On March 31 last year, I published a piece for this column titled “Welcome to the Ozempic era.” I was inclined to write the piece after reading a similar article in New York Magazine aptly titled “Life After Food,” chronicling several stories of Ozempic users and those witnessing its after effects including an actress, a cosmetic dermatologist and a restaurant worker.
Watching this year’s Academy Awards ceremony, I was struck by a commercial paid for by Eli Lilly, a pharmaceutical company that sells weight loss drugs similar to Ozempic. The ad featured Oscars-themed visuals — a red carpet, sparkling dresses and flashing cameras. But it wasn’t about the awards: it was about the abuse of weight loss medication.
“Some people have been using medicine never meant for them. For the smaller dress or tux, for a big night, for vanity,” the character in the ad said. “People whose health is affected by obesity are the reason we work on these medications. It matters who gets them.”
What struck me as particularly moving about the commercial was not the message but how, over a year later, little has changed. In fact, it seems our national Ozempic situation is only getting worse — and most people are only just starting to pay attention to the damage it is causing.
In my piece last year, I neglected to focus on the most damning problem caused by the abuse of Ozempic and similar weight loss drugs. As more of these drugs are abused for the wrong reasons — for vanity, as Eli Lilly’s ad put it — they are taken away from the people they were made for.
Ozempic, Wegovy and Semaglutide have been in short supply since 2022, putting pressure on both drug stores and patients. Several patients who had previously been using Ozempic — even those with diabetes — were reported in Vogue saying that they could not find pharmacies within a “100-mile radius” where they could fill their subscription.
It has become the norm to ignore the plights of others to prioritize our own wants and needs.
Even though the internet globalized our methods of communication, rarely does that communication extend beyond ourselves. Everything we consume is based on our own tastes, our own interests and our own priorities — leaving little time for other people’s problems.
This ignorance not only makes us less accepting of others but narrows our worldview down to a needle-sized lens, blocking out opposing opinions and other’s perspectives. And even if these issues are not blocked by an algorithm, our attitude has shifted gradually to ignoring changes if they’re seemingly too difficult to make.

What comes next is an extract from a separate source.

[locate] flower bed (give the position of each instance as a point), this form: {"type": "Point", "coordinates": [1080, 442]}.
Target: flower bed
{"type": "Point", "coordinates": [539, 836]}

I doubt that many celebrities were watching Eli Lilly’s commercial, which is a shame — it may have provided some of that necessary self-reflection we are now so easily able to avoid.
Reflecting on this issue a year later, it’s most depressing that so little has changed. Even with the press, the prime-time advertisements and the slew of high-profile articles, those who need weight loss medication simply cannot get it, and it does not seem like that’s going to change.
It’s naive to think that changes are going to be made by the people causing the problem. Vanity does not disappear — it simply takes on new forms, waxing and waning with whatever’s trendy. When the cultural tide shifts, it may be that taking these drugs is no longer “en vogue,” and this problem will disappear.
But the moral failure of those who are taking them for the wrong reasons will not.